Le soutien de Sturgeon et des ténors du SNP, censé aider Yousaf, s’est avéré être un fardeau lourd à porter en fin de campagne, quand il est devenu évident pour tous que le fonctionnement interne du parti était pathologiquement opaque. Inversement, Forbes a fait un début de campagne catastrophique en déclarant qu’il n’était pas bon d’avoir des enfants en dehors du mariage et qu’elle ne contesterait pas l’annulation par Londres de la loi sur la transition de genre. Elle a pourtant failli l’emporter puisque Yousaf n’a finalement été élu qu’avec un score de 52% contre 48%. Ce résultat est d’autant plus surprenant que les Verts, qui font de la loi sur le genre une question de principe, avaient annoncé qu’ils mettraient un terme à leur alliance avec le SNP en cas de victoire de Forbes.

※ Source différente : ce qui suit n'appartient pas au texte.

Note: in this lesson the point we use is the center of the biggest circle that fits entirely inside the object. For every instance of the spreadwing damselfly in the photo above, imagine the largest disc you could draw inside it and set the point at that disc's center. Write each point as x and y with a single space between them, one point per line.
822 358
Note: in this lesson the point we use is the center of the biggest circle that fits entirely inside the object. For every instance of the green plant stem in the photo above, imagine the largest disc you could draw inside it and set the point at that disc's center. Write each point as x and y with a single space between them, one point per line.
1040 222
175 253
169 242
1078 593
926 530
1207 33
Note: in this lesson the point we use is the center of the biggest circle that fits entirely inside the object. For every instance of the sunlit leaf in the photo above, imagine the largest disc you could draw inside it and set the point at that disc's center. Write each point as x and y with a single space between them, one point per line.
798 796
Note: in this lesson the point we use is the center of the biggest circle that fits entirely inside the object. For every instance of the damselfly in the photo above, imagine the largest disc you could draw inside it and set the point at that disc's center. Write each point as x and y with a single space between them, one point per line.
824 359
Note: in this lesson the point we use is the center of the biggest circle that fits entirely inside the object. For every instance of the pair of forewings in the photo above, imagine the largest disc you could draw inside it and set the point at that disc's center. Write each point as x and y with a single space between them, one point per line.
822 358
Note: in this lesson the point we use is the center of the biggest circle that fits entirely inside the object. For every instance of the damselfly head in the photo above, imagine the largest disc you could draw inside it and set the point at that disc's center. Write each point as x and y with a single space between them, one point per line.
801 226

Elle aurait donc été contrainte de gouverner en minorité. Il est peu probable que ce score serré traduise une droitisation massive du mouvement indépendantiste écossais : il s’agit probablement d’un rejet massif du manque flagrant de démocratie interne du parti dont Yousaf, candidat de la continuité, a fait les frais.

Investiture gâchée

Deux jours après son élection à la tête du SNP, Humza Yousaf était élu premier ministre. Le pauvre n’aura pas pu savourer son élection bien longtemps… Une semaine plus tard, Peter Murrell était arrêté, et son domicile commun avec Sturgeon fouillé par la police. Il a été libéré quelques heures plus tard sans charges, en attendant une enquête approfondie. Il n’en reste pas moins que les images de la police fouillant le domicile du couple sont dévastatrices. L’enquête porte sur l’emploi des 600.000 livres (680.000 euros) de dons récoltés pour organiser la campagne pour un second référendum d’indépendance et que la police suspecte d’avoir été utilisés pour le fonctionnement ordinaire du parti.

Si Yousaf comptait sur son discours d’investiture pour remobiliser ses troupes, c’est raté. Les troupes de Forbes ne désarment pas et laissent même entendre que l’arrestation de Murrell aurait été volontairement retardée afin de ne pas mettre en péril l’élection de Yousaf. Et surtout, le matin même de son discours d’investiture, c’est Colin Beattie, le trésorier du parti, qui était à son tour arrêté. Une arrestation « certainement pas opportune », pour reprendre l’euphémisme de Yousaf. Cette arrestation a complètement occulté son discours d’investiture, par ailleurs assez terne : il n’est pas facile de s’inscrire dans la continuité politique de Sturgeon sans être associé à ses dérives.

Contexte défavorable au SNP

Colin Beattie a lui aussi été libéré sans charges en attendant une enquête approfondie, mais l’état déplorable des finances du SNP, à cause notamment de la chute du nombre d’adhérents, est maintenant de notoriété publique. Ses dettes dépasseraient le million de livres (1.130.000 euros). À un an d’une échéance électorale majeure, les élections générales britanniques, c’est d’autant plus problématique que les adversaires du SNP, et notamment les Travaillistes écossais, se sentent pousser des ailes. Ils n’ont d’ailleurs pas besoin de beaucoup se fatiguer pour trouver des arguments contre le SNP puisqu’il leur suffit de reprendre ceux utilisés par Kate Forbes dans sa campagne pour briguer la direction du parti.

Un autre facteur qui pourrait jouer en faveur des Travaillistes est l’éloignement de la perspective d’un second référendum. En effet, la question indépendantiste devrait être moins déterminante à l’heure du vote, surtout dans un contexte où les députés écossais pourraient faire la différence à Westminster. Pour Ian Blackford, ancien chef parlementaire du SNP, le risque est réel : « Les Travaillistes sont une alternative aux Conservateurs pour le reste du Royaume-Uni et je comprends pourquoi des gens pourraient être tentés de voter pour eux dans un tel scénario ». Aux dernières élections de 2019, le SNP avait remporté 48 sièges sur 59, contre un seul pour les Travaillistes. Ces derniers espèrent en conquérir une dizaine l’année prochaine. Bien sûr, cela ne remettrait pas en cause l’hégémonie du SNP en Ecosse, mais compromettrait la perspective d’un joli pied de nez de l’Histoire : voir Humza Yousaf et le Premier ministre britannique Rishi Sunak, respectivement musulman fils d’émigré pakistanais et hindou d’origine indienne, négocier ensemble la partition du Royaume-Uni.